Una hora después nos encontrábamos en el departamento de la suicida el químico
de nuestra oficina de análisis, el técnico retiró el agua que se encontraba
en el depósito congelador de la heladera y varios pancitos de hielo. El químico
inició la operación destinada a revelar la presencia del tóxico, y a los pocos
minutos pudo manifestarnos:
- El agua está envenenada y los panes de este hielo están fabricados con agua
envenenada.
Nos miramos jubilosamente. El misterio estaba desentrañado.
Ahora era un juego reconstruir el crimen. El doctor Pablo, al reparar el
fusible de la heladera (defecto que localizó el técnico) arrojó en el depósito
congelador una cantidad de cianuro disuelto. Después, ignorante de lo que
aguardaba, la señora Stevens preparó un whisky; del depósito retiró un pancito
de hielo (lo cual explicaba que el palto con hielo disuelto se encontrara sobre
la mesa), el cual, al desleírse en el alcohol, lo envenenó poderosamente debido
a su alta concentración. Sin imaginarse que la muerte la aguardaba en su vicio,
la señora Stevens se puso a leer el periódico, hasta que juzgando el whisky
suficientemente enfriado, bebió un sorbo. Los efectos no se hicieron esperar.
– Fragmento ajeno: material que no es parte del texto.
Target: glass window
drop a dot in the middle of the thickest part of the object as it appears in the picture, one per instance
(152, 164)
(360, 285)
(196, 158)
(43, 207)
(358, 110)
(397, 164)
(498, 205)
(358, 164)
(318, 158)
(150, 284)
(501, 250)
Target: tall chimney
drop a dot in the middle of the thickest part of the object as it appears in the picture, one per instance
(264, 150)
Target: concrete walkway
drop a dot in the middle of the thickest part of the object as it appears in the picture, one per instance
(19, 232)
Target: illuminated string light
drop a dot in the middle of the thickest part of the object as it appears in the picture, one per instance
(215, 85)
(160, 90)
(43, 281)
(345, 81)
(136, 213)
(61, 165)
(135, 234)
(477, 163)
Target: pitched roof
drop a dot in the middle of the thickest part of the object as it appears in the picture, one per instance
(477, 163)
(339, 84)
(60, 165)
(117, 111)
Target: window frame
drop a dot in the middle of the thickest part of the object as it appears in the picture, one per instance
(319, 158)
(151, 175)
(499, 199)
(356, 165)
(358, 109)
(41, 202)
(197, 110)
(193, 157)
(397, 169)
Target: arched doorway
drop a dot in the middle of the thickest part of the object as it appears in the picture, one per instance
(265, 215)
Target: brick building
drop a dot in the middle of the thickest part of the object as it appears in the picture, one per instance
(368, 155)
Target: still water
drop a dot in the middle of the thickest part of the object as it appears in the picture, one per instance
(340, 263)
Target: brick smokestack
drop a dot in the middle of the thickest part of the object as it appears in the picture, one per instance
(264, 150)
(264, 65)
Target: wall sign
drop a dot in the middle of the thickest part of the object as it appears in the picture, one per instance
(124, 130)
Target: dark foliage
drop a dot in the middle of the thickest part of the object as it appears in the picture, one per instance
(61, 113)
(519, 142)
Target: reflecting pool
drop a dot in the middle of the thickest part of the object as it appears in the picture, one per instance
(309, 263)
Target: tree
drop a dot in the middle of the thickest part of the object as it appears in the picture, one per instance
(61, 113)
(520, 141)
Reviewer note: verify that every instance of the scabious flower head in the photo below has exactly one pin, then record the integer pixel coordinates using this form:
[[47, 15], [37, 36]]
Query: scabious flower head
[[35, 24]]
No quedaba sino ir en busca del veterinario. Inútilmente lo aguardamos en
su casa. Ignoraban dónde se encontraba. Del laboratorio donde trabajaba
nos informaron que llegaría a las diez de la noche.
A las once, yo, mi superior y el juez nos presentamos en el laboratorio de la
Erpa. El doctor Pablo, en cuanto nos vio comparecer en grupo, levantó el brazo
como si quisiera anatemizar nuestras investigaciones, abrió la boca y se desplomó
inerte junto a la mesa de mármol. Lo había muerto de un síncope. En su armario
se encontraba un frasco de veneno. Fue el asesino más ingenioso que conocí.